Glaze and the Effectiveness of Anti-AI Methods for Diffusion Models

Community Article Published May 15, 2024

This article will talk about two anti-AI training methods, Glaze and Nightshade, and their failure to function as intended. This will also talk about methods to bypass these 'protections', although it might not be what you want.

What do they do?

Glaze (and to a lesser extent, Nightshade) both try to manipulate the image in such a way that the diffusion model/text encoders confuse the image's concept (cat) for another concept (canoe). According to the developers of glaze, they achieve a 92% disruption rate against a model when it is trained on glazed images. Nightshade also tries this, but focuses more on the text encoder / labeling, as it tries to map one concept to another by training a small "cloak" on top of the image to distort the tagger's output (they used BLIP as their tagger of choice).

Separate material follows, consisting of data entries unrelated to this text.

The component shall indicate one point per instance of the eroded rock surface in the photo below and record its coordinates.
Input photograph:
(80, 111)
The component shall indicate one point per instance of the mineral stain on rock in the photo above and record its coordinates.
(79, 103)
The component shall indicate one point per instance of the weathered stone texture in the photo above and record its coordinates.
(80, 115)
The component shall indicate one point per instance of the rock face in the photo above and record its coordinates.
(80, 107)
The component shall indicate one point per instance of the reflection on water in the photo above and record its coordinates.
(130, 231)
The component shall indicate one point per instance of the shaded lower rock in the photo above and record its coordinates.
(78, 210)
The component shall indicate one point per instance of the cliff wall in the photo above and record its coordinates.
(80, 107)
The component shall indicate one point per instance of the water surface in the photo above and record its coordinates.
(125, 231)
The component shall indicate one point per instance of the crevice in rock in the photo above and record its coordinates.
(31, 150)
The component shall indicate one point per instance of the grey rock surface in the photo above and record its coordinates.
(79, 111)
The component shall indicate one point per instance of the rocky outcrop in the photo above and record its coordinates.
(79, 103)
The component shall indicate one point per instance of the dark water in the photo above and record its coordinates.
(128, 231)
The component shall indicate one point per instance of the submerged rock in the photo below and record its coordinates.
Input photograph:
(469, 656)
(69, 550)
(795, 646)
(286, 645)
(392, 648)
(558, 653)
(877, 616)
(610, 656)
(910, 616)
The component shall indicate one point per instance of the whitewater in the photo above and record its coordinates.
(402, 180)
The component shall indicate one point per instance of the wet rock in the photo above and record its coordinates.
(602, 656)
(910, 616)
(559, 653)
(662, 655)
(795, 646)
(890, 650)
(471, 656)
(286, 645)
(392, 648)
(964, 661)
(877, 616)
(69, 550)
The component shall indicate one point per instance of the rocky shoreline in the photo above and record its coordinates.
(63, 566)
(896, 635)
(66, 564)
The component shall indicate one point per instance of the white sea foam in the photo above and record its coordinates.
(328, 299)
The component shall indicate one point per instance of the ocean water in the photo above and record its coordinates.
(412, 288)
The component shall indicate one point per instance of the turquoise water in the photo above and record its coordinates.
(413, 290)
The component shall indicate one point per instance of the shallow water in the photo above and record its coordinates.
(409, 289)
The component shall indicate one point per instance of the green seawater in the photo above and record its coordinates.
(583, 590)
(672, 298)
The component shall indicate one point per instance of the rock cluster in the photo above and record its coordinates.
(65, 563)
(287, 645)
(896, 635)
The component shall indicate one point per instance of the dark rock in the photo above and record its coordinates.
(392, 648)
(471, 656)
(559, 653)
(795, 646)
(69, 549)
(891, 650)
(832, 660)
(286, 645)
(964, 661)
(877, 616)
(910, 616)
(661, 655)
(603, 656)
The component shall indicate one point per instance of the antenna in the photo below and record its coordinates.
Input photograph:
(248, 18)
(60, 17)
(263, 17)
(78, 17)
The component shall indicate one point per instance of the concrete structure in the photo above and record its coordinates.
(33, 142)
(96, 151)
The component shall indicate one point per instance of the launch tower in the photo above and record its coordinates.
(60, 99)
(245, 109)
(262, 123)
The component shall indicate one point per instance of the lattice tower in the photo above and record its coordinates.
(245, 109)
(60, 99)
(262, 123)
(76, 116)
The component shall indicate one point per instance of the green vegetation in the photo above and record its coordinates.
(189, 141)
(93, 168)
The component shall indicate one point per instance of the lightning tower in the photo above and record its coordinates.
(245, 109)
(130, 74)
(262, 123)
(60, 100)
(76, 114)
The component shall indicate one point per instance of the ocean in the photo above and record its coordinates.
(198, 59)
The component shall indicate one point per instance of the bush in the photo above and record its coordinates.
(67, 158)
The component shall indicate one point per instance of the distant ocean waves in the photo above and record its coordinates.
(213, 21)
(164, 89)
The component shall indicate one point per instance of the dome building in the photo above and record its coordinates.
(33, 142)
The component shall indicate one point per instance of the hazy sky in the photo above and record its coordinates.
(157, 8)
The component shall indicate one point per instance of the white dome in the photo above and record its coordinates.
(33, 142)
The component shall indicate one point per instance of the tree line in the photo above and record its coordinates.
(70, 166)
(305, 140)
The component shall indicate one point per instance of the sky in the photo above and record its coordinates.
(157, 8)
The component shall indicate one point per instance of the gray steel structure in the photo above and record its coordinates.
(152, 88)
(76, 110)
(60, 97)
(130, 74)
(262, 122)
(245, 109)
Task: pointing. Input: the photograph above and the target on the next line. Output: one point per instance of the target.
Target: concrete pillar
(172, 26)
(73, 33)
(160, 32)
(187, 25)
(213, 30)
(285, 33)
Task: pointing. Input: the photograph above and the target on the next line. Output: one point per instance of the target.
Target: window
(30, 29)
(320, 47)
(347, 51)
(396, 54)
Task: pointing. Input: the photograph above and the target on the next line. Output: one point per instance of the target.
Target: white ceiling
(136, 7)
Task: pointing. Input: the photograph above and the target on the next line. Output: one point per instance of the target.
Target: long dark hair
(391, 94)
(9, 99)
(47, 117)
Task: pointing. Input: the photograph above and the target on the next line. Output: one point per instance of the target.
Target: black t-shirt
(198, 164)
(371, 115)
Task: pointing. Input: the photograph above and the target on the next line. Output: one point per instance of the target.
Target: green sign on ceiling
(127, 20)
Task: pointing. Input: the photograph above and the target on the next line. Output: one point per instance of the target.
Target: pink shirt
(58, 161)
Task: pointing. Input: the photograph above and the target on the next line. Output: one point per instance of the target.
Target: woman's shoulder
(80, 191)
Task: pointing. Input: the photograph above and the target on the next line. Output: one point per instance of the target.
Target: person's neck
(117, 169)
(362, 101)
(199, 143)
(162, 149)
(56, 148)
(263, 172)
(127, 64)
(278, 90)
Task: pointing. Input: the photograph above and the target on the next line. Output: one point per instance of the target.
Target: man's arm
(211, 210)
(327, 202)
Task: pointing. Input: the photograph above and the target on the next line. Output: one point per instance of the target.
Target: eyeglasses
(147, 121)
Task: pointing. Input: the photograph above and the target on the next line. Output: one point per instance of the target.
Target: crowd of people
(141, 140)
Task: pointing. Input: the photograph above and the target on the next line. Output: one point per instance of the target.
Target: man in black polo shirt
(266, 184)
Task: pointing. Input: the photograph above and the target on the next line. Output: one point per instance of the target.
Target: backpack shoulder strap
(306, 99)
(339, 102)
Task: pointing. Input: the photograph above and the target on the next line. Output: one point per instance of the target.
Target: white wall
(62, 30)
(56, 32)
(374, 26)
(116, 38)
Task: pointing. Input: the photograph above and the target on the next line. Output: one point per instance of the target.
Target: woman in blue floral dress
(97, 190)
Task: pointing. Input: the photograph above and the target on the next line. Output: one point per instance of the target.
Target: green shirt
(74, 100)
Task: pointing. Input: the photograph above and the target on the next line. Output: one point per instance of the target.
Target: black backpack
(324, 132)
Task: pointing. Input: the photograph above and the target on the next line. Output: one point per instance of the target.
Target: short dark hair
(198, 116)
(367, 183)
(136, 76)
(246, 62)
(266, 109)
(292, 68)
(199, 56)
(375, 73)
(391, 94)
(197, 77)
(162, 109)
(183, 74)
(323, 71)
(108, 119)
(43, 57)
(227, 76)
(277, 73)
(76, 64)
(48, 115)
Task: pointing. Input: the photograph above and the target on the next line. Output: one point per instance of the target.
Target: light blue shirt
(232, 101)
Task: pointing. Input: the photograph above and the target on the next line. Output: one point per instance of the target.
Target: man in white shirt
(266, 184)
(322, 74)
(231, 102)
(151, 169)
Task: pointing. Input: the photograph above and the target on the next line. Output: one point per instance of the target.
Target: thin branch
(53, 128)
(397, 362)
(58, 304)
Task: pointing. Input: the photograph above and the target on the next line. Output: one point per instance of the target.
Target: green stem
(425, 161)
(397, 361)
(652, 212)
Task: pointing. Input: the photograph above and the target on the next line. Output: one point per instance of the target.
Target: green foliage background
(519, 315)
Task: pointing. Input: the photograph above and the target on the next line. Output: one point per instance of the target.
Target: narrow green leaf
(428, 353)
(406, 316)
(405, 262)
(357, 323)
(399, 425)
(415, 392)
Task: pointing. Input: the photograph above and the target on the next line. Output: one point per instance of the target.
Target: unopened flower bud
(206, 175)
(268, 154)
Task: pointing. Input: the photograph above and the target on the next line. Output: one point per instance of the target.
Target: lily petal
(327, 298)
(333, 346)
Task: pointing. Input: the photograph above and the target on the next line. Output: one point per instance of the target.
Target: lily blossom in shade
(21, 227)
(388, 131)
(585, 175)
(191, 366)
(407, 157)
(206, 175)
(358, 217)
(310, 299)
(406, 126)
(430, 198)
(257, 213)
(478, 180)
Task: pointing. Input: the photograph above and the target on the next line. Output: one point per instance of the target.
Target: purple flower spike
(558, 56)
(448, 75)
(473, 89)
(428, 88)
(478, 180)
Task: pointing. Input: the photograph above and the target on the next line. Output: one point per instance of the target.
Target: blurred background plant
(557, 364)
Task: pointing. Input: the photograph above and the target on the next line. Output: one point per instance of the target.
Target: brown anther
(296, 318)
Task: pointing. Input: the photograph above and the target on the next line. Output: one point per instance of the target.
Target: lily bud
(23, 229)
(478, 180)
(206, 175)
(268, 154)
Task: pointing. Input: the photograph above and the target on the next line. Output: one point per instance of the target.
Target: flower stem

The one flaw is that both methods don't work on what everyone uses nowadays. For glaze, the supposed effects of the distortion do not show up on LoRA/finetune tests. For Nightshade, the images don't affect the LoRA in a negative manner. (sidenote: the glaze team keeps saying that the tests fail due to being LoRAs and not full fledged finetunes. this is, as far as i know, a complete fabrication, since training a LoRA and fine tuning a model should just have the same effect, but with the LoRA being more optimized at the cost of less 'learning'.)

Can they be bypassed?

Yep! The most popular and linked to example is AdverseCleaner, made by lllyasviel (one of the 3 authors on controlnet), which supposedly cleans glaze in 10 lines of code:

import numpy as np
import cv2
from cv2.ximgproc import guidedFilter
img = cv2.imread('input.png').astype(np.float32)
y = img.copy()
for _ in range(64):
    y = cv2.bilateralFilter(y, 5, 8, 8)
for _ in range(4):
    y = guidedFilter(img, y, 4, 16)
cv2.imwrite('output.png', y.clip(0, 255).astype(np.uint8))

Although lllyasviel has said that "the guidance has adversarial noise" and "[it] may be unsafe to pass it into the filter", before taking the repo down (this repo has been re-implemented many times, such as in deglazer). This method removes a lot of the artifacts, only leaving residual parts which seem to be "fit for consumption".

Difference Magnified (25x detail)
image/png image/png

Another common method to remove glaze is to pass it through a VAE, a VAE encodes an image into latents (the most popular one, the latent diffusion vae, converts a 8x8 grid of pixels into a set of latents) and can try and decode those latents back into pixels, the one downside of VAEs are that they lose detail when encoding, this is just due to there not being enough numbers to represent all possible values of those pixels. This downside is what's used in a "VAE-loop", in which we encode and then decode the image, resulting in some noticeable differences, mainly in the glazed areas, making the image "fit for consumption".

These methods all try to remove the Glaze/Nightshade artifacts. This can be done for prevention/safety of a dataset, although there is one thing we forget about when we remove these artifacts.

Noise Offset

Noise offset, as described by crosslabs's article works by adding a small non-0 number to the latent image before passing it to the diffuser. This effectively increases the most contrast possible by making the model see more light/dark colors. Glaze and Nightshade effectively add noise to the images, acting as a sort of noise offset at train time. This can explain why images generated with LoRAs trained with glazed images look better than non-glazed images.

Conclusion

Glaze and Nightshade are the two most popular methods to protect art from AI, although they're not the only ones. The one issue all "AI Art protectors'' have to face is that AI sees what humans see. Those protectors can't modify the image to make it unrecognizable, but they can't just leave the image with barely noticeable artifacts, because these can be bypassed easily.